The collaboration between Celgene and Ireland-based Prothena will focus on three proteins implicated in the pathogenesis of several neurodegenerative diseases, including tau, one of the key proteins implicated in Alzheimer’s disease. Prothena said it has identified antibodies that target novel epitopes on the tau protein that have the ability to “block misfolded tau from binding to cells.” That will inhibit cell-to-cell transmission and prevent “downstream functional toxic effects.”
Tau has become an increasingly important focus in Alzheimer’s research following multiple failures to target amyloid-beta. Multiple companies have failed to develop antibodies that target the amyloid-beta, including a recent failure of Merck’s BACE inhibitor verubecestat (MK-8931).
The other proteins are TDP-43, a protein implicated in diseases including amytrophic lateral sclerosis (ALS), as well as an undisclosed target.
Prothena Chief Executive Officer Gene Kinney said his company is excited to be working with Celgene, which has “deep expertise in targeting critical biological pathways involved in protein homeostasis.”

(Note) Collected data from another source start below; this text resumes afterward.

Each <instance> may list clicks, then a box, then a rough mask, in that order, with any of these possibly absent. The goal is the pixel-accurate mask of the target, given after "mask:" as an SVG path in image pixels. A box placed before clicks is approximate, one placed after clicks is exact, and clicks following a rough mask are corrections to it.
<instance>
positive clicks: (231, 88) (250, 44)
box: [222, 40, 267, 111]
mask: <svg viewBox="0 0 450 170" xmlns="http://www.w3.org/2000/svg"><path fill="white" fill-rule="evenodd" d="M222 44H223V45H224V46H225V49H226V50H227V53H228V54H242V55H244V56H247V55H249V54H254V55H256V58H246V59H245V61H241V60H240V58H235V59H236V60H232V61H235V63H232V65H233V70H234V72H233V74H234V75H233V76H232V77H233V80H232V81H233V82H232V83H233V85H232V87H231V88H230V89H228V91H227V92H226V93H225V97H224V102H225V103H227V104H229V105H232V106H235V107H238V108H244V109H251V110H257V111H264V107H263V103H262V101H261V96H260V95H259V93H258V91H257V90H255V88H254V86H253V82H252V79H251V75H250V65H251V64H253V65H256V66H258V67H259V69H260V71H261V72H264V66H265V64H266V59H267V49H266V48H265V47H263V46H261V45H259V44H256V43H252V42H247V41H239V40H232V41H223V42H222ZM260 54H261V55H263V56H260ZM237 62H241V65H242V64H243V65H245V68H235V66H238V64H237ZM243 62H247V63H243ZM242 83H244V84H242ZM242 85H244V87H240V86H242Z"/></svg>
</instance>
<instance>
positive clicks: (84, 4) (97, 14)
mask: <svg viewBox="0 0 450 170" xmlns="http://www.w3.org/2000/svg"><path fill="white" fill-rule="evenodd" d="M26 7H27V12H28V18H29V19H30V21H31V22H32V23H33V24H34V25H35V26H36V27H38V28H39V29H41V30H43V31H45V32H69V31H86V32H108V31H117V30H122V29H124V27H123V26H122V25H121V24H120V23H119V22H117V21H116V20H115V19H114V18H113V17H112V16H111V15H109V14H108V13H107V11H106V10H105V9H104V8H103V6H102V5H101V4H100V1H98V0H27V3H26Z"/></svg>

The deal with Prothena comes only a few weeks after the company tied up a developmental deal with Vividion Therapeutics that includes a focus on developing small molecules to treat neurodegenerative disease.
As part of the deal with Prothena, Celgene will have the right to license clinical candidates in the United States and expand those rights to a global setting following the completion of Phase I testing.
Richard Hargreaves, head of neuroscience and imaging at Celgene, touted Prothena’s “legacy of innovation” in neuroscience. He said Celgene’s collaboration with Prothena leverages the expertise of both companies to target proteins that are the underlying cause of many neurodegenerative and orphan diseases.
“The programs we have chosen to collaborate on have the potential to provide foundational assets from which we can build new therapeutic approaches to these currently untreatable neurological disorders,” Hargreaves said in a statement.
Prothena has a pipeline of antibody candidates that target a number of indications, including AL amyloidosis, Parkinson’s disease and other related synucleinopathies and ATTR amyloidosis.